His shirt might have been the same, and some of his stories may even have been similar, but when Michel Gagne talks the things he says always come across as original. The celebrated animator, illustrator, publisher, artist, and self-effacing humourist returned to VFS for a second straight year to share with students insights from a still-blossoming artistic career.
Speaking in his customary stream of consciousness style, Gagne ( http://www.gagneint.com/ ) ranged from topic to topic in a series of tangents that were at once whimsical and inspirational. One moment he was talking about drawing creativity from his walks in the woods, the next how he was influenced by Kandinsky and Da Vinci.

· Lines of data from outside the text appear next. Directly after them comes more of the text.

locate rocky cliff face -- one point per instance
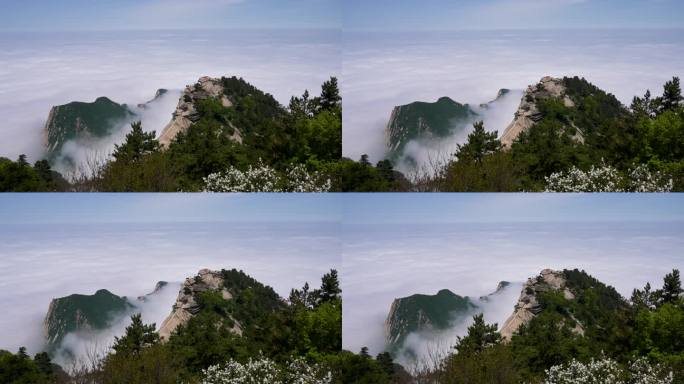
(528, 305)
(186, 305)
(528, 112)
(438, 312)
(76, 313)
(186, 112)
(421, 120)
(87, 121)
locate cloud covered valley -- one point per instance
(385, 69)
(44, 261)
(387, 261)
(39, 70)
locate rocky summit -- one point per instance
(187, 306)
(82, 121)
(528, 305)
(423, 120)
(528, 112)
(423, 313)
(77, 313)
(187, 113)
(429, 121)
(437, 312)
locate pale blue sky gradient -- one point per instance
(504, 207)
(510, 14)
(44, 15)
(166, 208)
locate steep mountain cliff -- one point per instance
(186, 305)
(583, 302)
(79, 120)
(528, 305)
(82, 313)
(529, 113)
(233, 296)
(88, 121)
(430, 121)
(187, 113)
(89, 313)
(437, 312)
(424, 120)
(424, 312)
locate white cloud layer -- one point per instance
(382, 70)
(384, 262)
(39, 262)
(40, 70)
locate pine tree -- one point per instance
(672, 95)
(480, 143)
(137, 336)
(386, 362)
(672, 287)
(43, 362)
(330, 95)
(138, 143)
(480, 336)
(330, 287)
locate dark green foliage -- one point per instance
(414, 312)
(352, 176)
(493, 365)
(330, 287)
(137, 337)
(19, 368)
(596, 130)
(70, 312)
(480, 144)
(672, 287)
(138, 144)
(330, 95)
(479, 336)
(309, 326)
(611, 327)
(69, 121)
(413, 120)
(20, 176)
(348, 367)
(309, 133)
(672, 95)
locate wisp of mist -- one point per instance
(386, 69)
(387, 261)
(39, 262)
(39, 70)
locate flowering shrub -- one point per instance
(607, 371)
(606, 178)
(263, 178)
(265, 371)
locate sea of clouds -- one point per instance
(39, 262)
(388, 261)
(40, 70)
(385, 69)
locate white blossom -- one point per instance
(607, 371)
(606, 178)
(264, 178)
(266, 371)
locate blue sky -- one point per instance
(503, 207)
(106, 208)
(167, 14)
(511, 14)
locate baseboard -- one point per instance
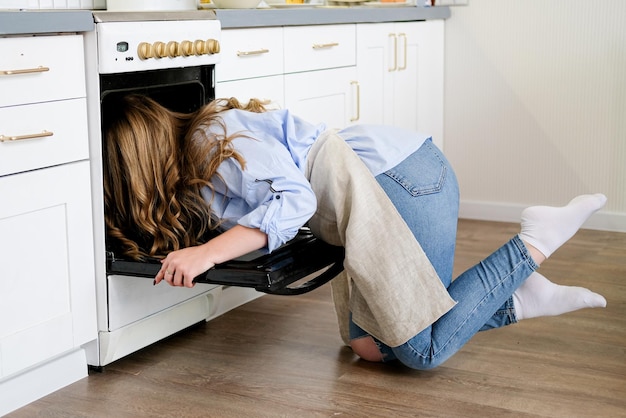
(35, 383)
(500, 212)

“Michel is an enormous inspiration to people in the animation industry, publishing industry, comic book industry, and to me,” said Joseph Gilland, Head of Classical Animation.
A genre hopper in the truest sense, Gagne has worked on approximately 20 feature films, illustrated a 40 page Batman story for DC Comics, runs his own publishing house, and has animated video games, amongst many other projects. He is currently developing Insanely Twisted Puppet Show , a series of short cartoons perched on the precipice of production with Nickelodeon. “It's an insane series,” Gagne said.
Gagne talked about other current projects including a new illustrated children's book about counting called Odd Numbers . His previous books include the hugely popular Insanely Twisted Rabbits, Frenzied Fauna, Freaky Flora, and A Search for Meaning: The Story of Rex. He is also currently working on an art book based on designs he created while developing a video game.
While working for Don Bluth Animation in Los Angeles in the early 1990's, Gagne famously clocked an additional forty-hour week working on private projects over and above his forty hours at the studio. It was during this fecund period that Gagne refined both his fine art and animation techniques while producing the critically acclaimed short film Prelude to Eden .
“I started the film in 1991 after coming back to America from a 4-year stint at the Bluth unit in Ireland”, Gagne writes on his web site. “I was looking for an outlet to give some kind of meaning to my life... Prelude to Eden was the film that helped me find my own sense of storytelling, timing, motion and design."
In 1996, the three-and-a-half minute meditation on the origins of the universe received an Annie Award nomination – the animation industry's equivalent of the Oscars. But more importantly, the film helped developed his signature style and reinforced his ambition to leave studio work and pursue independent projects.
Gagne moved closer to this goal when a surge of almost accidental creativity illustrating oddly shaped animals for friends at work turned into Insanely Twisted Rabbits. This book helped Gagne launch his own publishing house, Gagne International Press, and quickly led to a second book in the Insanely Twisted series, the alphabet book Frenzied Fauna.
“I do what I love,” Gagne told the Animation students. “I feel like I've always played, and when working for studios wasn't fun anymore, it wasn't a game anymore, I stopped. I took a chance, and I said I'm going to go on my own and try to make a living playing.”